The Banach space $E=(\bigoplus_{n=1}^{\infty}\ell^1_n)_{\ell^p}$ for $1<p<\infty$ shows up in various places in the literature to construct counterexamples. The purpose of this post is to accumulate the properties of this space in a single page.
I have made a short list for a start. (My question is) Please write down in the answers or comments below the other properties that are known to you, so I can add them to this list for everyone's (esp. students', beginners', and amateurs') benefit.
Thanks very much in advance.
$E$ has a basis, so have the approximation property (AP).
$E$ is reflexive but not superreflexive, since $\ell^1$ is finitely representable on $E$.
$K(E)^* = E \mathbin{\hat{\otimes}_{\pi}} E^*$ since $E$ has AP and RNP. Also,$\hspace{4mm}B(E) = \big( E \mathbin{\hat{\otimes}_{\pi}} E^* \big)^* = K(E)^{**}$.
$K(E)^*$ has RNP [Ruess1984]. As a result, $K(E)$ contains no copy of $\ell^1$.
$K(E)$ is an M-ideal in $B(E)$ [HWW1993, Corollary 6.5.4]. Thus, every closed subspace of $K(E)$ has property (V) [HWW1993, Corollary 3.3.7].
$ap(K(E)) = \{0\}$ since $E$ has AP [DuncanUlger1992, Proposition 3.3].
$wap(K(E)) = K(E)^*$ since $E$ is reflexive, see e.g. [DalesLau2005, p.54]. Equivalently, $K(E)$ is Arens regular.
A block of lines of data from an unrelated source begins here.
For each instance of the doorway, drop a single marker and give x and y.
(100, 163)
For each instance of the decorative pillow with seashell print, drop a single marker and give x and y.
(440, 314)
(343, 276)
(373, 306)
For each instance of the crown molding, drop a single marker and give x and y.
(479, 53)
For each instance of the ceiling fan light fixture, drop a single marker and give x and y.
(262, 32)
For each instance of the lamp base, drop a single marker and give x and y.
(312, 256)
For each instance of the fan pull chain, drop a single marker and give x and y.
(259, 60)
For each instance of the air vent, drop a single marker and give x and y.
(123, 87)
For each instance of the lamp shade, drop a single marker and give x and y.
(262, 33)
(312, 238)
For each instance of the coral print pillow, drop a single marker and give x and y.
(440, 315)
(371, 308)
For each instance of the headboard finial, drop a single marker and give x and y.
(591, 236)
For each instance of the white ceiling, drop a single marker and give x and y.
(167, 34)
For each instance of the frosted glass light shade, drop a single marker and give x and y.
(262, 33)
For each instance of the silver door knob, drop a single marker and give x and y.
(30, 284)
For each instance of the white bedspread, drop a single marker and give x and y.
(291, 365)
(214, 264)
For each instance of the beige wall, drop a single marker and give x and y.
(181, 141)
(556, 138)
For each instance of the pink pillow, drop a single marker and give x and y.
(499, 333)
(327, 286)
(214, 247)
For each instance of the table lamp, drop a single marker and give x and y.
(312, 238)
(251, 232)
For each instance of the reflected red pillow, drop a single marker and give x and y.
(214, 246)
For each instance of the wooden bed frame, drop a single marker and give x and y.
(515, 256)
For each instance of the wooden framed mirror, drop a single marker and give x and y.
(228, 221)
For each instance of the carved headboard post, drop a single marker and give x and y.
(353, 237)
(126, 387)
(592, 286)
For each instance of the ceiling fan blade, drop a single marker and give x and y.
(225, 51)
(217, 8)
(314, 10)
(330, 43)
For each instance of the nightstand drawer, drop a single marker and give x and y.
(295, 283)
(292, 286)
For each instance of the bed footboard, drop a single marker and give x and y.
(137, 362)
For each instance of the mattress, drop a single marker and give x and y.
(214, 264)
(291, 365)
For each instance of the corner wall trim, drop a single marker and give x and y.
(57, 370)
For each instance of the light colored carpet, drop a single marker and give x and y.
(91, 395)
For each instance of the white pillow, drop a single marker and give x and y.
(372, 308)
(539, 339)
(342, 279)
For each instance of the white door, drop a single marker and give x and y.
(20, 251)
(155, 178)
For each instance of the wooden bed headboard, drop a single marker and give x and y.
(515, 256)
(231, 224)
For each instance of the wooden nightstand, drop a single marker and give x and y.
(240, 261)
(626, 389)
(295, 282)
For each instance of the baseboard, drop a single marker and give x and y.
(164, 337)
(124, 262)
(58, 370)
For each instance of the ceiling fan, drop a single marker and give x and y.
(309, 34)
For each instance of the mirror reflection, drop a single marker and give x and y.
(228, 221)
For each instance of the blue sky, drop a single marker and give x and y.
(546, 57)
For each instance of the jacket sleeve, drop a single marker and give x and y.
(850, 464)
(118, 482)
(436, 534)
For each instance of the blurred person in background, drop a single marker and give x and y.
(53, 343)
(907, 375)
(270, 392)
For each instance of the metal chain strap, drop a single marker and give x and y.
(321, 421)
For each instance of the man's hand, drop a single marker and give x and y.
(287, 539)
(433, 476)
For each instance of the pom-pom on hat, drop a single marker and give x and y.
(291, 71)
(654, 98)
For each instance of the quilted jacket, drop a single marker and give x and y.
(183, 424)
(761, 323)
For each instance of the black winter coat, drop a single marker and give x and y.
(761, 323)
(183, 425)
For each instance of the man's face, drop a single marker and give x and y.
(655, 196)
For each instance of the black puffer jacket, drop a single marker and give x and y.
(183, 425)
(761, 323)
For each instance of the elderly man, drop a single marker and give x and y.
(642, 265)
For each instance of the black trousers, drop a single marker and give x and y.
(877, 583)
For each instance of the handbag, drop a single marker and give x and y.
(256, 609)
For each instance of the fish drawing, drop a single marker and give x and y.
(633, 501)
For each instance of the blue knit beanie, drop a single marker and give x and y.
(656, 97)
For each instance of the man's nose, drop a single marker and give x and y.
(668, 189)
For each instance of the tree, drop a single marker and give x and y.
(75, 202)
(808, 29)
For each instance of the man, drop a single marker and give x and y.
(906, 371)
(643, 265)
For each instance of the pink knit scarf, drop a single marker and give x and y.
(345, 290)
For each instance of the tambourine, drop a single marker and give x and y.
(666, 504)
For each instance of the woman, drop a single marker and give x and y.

This could be derived from the fact that $K(E)$ has property (V), since every Banach algebra with property (V) is Arens regular.
$B(E)$ is not Arens regular [Daws2004, Corollary 2].
$B(E)$ does not have property (V), since every Banach algebra with property (V) is Arens regular.
$B(E)$ contains a complemented copy of $\ell^1$ [Kania2013].
$B(E)$ is not a Grothendieck space [Kania2013].